ちなみに、この番組はよく好んで見ており、魔人が悪人を投げ飛ばし、踏みつけて退治するシーンがたまらなく好きだった。
 話を本文に戻して、

 しばらくして、忠は診察室に呼ばれた。診察室を入ると、正面に大きな窓があった。その窓からはお昼の日差しが差し込んでいた。その直ぐ横に医師の机と椅子があり、そのイスに白衣を着た医師が座っていた。
 忠は看護師に連れられ医師の横に行った。医師が忠の方に向いた。見覚えがある顔だった。そう、巡回検診で見た顔。
 医師が車椅子の忠を自分に引き寄せた。
「足、診るからねぇ」
 医師の手が忠の膝に来た。曲がり具合と伸び具合を診ていた。少しくつぐたく思えた。しばらくして、
「よし、いいだろう」
 と医師。 
「部屋に連れて行きます」
 大魔人看護師が診察室の外に忠を連れ出した。
「じゃ、部屋に案内するからここで待っていて」
 そう言って、大魔人看護師は診察室へ入って行った。
 忠は母と待っていた。
「忠くんだね」
青の上っ張りを着た女の職員が忠の顔をのぞき込んだ。
「お部屋に案内するからねぇ」
その職員が車椅子を押しはじめた。今子も後をついてきた。車いすを押されながら、廊下の先を見て、(長い廊下だな)と思った。

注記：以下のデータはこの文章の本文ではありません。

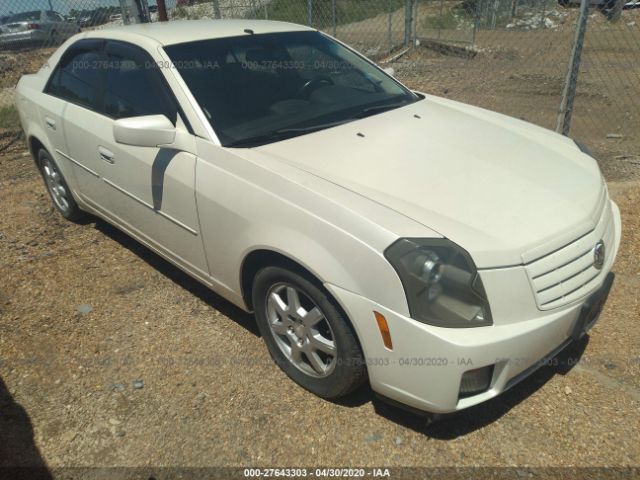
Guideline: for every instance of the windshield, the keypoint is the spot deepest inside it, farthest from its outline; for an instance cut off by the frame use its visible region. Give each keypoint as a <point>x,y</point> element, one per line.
<point>258,89</point>
<point>24,17</point>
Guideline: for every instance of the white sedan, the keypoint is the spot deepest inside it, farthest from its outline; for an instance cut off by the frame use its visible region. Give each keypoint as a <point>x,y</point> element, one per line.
<point>439,251</point>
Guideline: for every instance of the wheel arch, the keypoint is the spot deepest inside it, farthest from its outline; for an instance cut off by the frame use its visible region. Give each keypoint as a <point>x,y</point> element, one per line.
<point>260,258</point>
<point>35,145</point>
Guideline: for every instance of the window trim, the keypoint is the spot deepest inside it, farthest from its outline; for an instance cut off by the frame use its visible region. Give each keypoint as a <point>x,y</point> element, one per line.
<point>99,46</point>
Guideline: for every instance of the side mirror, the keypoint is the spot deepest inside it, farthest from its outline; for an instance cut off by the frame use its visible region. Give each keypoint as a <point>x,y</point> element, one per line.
<point>148,131</point>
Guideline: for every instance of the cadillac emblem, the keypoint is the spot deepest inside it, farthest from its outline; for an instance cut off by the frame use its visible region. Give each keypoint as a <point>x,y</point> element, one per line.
<point>599,255</point>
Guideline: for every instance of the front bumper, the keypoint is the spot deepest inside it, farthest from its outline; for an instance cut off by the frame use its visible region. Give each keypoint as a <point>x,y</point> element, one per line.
<point>425,367</point>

間もなくして、左側に幾つも部屋が並ぶようになった。部屋が並ぶ真ん中あたりで、部屋から何人かの声が忠の耳に入った。声の元の部屋の中を見ると、三人の子供か大人か分からない女の人たちが足にギブスをはめベッドにいた。
「おっ、可愛いやつじゃん、あとでお姉さんたちと遊ぼう」
 と言い、笑っていた。
 忠は不思議に思った。
「からかうんじゃない、あんたたちはー。あんなお姉さんたちは、無視、無視」
職員が車いすを押しながら話していた。そして職員の足の歩みは、長い廊下の突き当りの部屋で止まった。